The other day I was traipsing disconsolately through the dusk near the wildlife pond, when the ground started to move. The leaf litter all around my feet heaved and crept like a scene out of Fear and Loathing in Las Vegas. Here is the pond on a sunny day such as today:
As the ground moved, I bent over and peered at it, then prodded at the leaf litter with my fingers. It was clammy.
“Ribbit”, it said.
It was alive with frogs, hopping and scrambling away from me. They were full-grown adults, and they were all over the field and the lane. I remembered that I had released a large bucketful of frogspawn into this pond a year ago, because Bunty’s mother’s teacup-sized pond was so choked up with the stuff that it had pushed out most of the water. The owners of the wildlife pond had shortly thereafter added a shoal of carp to their pond, so I had assumed none of my frogspawn would have survived. I was wrong!
I gathered up several handfuls of frogs and carried them gently to the wildlife pond’s edge. I don’t know whether they were looking for water, but it somehow felt like the thing to do – the pond can’t be seen from ground level, and it is reached over the top of a high bank formed from surplus soil when it was dug out.
I returned this morning, to see if they were still there so that I could photograph them. The leaf litter was stirred only by occasional breezes, and the frogs were nowhere to be seen. I did, however, find watersnails.
I found stubbly little Lymnaea trunculata, and long and elegant Lymnaea stagnalis.

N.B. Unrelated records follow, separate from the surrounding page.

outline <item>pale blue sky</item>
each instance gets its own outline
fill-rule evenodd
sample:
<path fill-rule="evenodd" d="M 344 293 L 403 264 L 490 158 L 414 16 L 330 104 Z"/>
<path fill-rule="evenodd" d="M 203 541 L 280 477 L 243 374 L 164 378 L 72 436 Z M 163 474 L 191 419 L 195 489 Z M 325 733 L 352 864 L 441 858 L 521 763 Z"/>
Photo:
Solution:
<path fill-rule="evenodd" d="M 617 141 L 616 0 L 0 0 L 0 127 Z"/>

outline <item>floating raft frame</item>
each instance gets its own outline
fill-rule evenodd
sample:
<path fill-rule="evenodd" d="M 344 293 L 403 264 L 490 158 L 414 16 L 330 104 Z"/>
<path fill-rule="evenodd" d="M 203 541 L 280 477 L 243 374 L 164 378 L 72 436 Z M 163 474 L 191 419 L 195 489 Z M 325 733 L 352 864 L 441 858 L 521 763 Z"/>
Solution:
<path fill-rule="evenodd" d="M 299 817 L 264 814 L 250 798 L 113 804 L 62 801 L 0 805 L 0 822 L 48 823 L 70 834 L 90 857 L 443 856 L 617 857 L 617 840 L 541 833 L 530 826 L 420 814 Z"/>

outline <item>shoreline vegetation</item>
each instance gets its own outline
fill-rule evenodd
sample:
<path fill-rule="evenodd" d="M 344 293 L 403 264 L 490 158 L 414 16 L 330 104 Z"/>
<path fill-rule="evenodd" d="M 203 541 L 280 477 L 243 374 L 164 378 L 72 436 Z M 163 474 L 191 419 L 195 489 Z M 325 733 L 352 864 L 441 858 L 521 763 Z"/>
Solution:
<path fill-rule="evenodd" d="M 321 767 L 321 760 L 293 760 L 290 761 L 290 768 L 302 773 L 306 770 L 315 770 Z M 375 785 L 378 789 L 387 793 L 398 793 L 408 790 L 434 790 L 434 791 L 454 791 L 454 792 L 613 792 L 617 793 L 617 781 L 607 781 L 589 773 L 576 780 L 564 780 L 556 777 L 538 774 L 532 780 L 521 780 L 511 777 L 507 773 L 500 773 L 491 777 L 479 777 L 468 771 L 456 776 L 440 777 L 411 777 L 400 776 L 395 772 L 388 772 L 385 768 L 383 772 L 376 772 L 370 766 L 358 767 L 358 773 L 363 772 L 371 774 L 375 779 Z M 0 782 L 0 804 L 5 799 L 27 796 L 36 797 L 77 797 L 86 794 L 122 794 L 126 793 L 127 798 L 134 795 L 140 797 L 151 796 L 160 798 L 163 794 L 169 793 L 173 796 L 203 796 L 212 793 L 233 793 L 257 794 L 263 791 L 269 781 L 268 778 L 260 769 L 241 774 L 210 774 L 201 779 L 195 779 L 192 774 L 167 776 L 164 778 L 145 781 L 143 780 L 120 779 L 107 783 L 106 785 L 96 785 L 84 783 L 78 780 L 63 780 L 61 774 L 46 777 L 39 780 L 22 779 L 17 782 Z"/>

One L. stagnalis floated lazily past on its back. At first I thought it was dead, but when I touched its foot with a piece of reed, it curled its foot around it. Lymnaea have lungs and can breathe air, so perhaps it was taking an extra dose of oxygen.
I do love dabbling in ponds. I pottered around the edge, finding diving beetles and water spiders and then, suddenly, I noticed it: drifting among the weeds like the lovechild of a cloud and a coral reef, a conglomeration of frogspawn.
It was close to the area where I had placed my handfuls of frogs. I therefore take full credit. These are my spawn. I made them.